Domino’s is on track to have the best sales this quarter of any major restaurant chain in the US, after an incredible second quarter.
On Thursday, the pizza chain reported that US same-store sales grew 9.7% in the second quarter, Domino’s 21st consecutive quarter of positive sales momentum.
Earlier this week, Nomura reported that, if the pizza chain’s same-store sales topped 6% — the financial holding company’s estimation —
the chain had a good chance of posting the best same-stores sales of the quarter of the 25 largest restaurant chains in the US that publicly report. With a nearly 10% increase in same-store sales, it looks like the chain will dominate the rest of the fast-food industry for the quarter.

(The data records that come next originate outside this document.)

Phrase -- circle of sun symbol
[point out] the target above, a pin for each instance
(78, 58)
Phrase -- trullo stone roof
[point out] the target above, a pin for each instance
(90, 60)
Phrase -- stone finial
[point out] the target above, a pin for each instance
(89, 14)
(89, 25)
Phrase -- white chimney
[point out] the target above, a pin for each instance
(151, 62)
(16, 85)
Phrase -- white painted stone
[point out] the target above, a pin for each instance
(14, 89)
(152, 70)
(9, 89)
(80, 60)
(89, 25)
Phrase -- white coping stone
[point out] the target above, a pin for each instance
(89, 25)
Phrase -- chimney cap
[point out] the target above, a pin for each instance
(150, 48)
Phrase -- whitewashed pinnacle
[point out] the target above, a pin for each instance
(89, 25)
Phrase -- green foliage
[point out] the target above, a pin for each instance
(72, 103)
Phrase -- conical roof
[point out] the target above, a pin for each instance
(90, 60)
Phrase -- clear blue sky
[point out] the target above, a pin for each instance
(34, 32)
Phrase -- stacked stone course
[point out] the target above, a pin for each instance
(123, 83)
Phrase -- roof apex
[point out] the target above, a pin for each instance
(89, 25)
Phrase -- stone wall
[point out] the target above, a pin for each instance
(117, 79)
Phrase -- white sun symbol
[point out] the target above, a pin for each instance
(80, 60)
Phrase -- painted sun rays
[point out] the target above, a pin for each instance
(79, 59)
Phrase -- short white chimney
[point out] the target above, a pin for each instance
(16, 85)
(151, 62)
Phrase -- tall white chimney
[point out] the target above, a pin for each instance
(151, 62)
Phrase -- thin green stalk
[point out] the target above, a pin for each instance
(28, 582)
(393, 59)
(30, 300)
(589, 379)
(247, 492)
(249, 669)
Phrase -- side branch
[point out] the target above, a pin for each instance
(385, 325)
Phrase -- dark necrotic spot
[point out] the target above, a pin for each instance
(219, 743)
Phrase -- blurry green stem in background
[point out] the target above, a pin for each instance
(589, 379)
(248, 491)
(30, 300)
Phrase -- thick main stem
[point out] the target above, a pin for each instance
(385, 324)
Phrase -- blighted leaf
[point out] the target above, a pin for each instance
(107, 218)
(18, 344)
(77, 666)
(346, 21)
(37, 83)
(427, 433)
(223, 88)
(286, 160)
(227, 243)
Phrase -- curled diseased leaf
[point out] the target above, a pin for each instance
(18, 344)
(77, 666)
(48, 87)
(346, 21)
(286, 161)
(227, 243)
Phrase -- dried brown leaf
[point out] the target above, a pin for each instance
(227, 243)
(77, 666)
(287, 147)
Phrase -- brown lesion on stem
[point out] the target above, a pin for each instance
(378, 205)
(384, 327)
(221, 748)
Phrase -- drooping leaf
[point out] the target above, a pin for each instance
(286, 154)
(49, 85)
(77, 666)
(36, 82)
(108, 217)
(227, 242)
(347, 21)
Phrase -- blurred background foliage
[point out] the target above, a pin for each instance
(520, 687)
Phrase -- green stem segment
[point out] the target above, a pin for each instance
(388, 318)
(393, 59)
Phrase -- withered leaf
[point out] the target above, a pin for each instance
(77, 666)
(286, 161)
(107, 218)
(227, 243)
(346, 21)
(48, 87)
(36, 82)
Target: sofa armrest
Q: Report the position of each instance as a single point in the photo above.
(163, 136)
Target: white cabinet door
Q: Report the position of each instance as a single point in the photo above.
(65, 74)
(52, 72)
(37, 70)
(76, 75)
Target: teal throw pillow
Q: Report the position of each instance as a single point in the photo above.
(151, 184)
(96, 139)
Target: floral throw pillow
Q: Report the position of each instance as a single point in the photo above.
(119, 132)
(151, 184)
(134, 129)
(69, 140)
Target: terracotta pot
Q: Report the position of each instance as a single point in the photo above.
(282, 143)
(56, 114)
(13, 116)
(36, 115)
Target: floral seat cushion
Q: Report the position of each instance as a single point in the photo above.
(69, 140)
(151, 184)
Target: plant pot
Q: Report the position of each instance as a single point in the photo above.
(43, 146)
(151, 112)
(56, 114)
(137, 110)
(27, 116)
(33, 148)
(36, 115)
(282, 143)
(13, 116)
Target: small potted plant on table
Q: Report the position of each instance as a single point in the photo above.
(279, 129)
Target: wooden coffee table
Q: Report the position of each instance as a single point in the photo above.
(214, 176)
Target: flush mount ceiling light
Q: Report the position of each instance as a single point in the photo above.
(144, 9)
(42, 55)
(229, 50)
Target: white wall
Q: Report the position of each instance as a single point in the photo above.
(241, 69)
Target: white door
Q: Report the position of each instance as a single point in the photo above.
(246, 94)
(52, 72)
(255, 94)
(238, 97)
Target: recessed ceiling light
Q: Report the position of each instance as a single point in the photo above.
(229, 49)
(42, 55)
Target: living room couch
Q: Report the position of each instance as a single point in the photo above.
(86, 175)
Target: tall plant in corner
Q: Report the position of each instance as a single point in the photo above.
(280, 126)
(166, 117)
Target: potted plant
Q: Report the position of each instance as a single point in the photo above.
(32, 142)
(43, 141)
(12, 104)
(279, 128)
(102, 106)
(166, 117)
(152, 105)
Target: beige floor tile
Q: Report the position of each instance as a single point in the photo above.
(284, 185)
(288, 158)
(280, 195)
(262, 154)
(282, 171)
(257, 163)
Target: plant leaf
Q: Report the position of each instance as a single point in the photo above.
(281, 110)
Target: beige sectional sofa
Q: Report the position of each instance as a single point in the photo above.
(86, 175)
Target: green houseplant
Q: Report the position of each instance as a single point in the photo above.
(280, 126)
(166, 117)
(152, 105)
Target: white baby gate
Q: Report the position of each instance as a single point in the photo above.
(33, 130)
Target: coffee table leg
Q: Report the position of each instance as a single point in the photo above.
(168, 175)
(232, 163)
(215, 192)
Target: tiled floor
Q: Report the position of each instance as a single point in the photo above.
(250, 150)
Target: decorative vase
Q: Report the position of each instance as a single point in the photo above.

Nomura outlined four drivers of the chain’s momentum:
1. Improved quality
Sales at Domino’s have soared since the company came out with a new pizza recipe in 2009. The improved core product was key for business to turn around.
The company has emphasised quality as necessary in succeeding against rivals like Pizza Hut and Papa John’s.
2. Better marketing
Marketing guru Russell Weiner joined Domino’s from Pepsi in 2008, in the midst of a massive sales decline. He implemented a self-deprecating marketing strategy that resonated with consumers, and, in 2014, became president of Domino’s USA.
3. Digital ordering
Digital channels accounted for half of Domino’s US sales in the second quarter, with executives saying the chain’s digital loyalty program played a key role in growing sales. The pizza chain offers payment options across 15 platforms, including the Apple Watch, Amazon Echo, and Samsung TV.
Since payments via digital channels tend to be higher than those made in-person or via phone, digital growth means sales growth at Domino’s — and the chain and Papa John’s are leading the way in tech-centric restaurant innovation.
Domino’s has no other restaurant chains to manage, unlike Yum Brands, the parent company of rival Pizza Hut, KFC, and Taco Bell. Further, Domino’s is a brand that is, essentially, all about one thing: pizza.
It’s an advantage that Starbucks, another brand that Nomura predicts will publicly report 5% or better domestic same-store sales in the second quarter, shares — one company, one brand, and one product that the chain is best known for.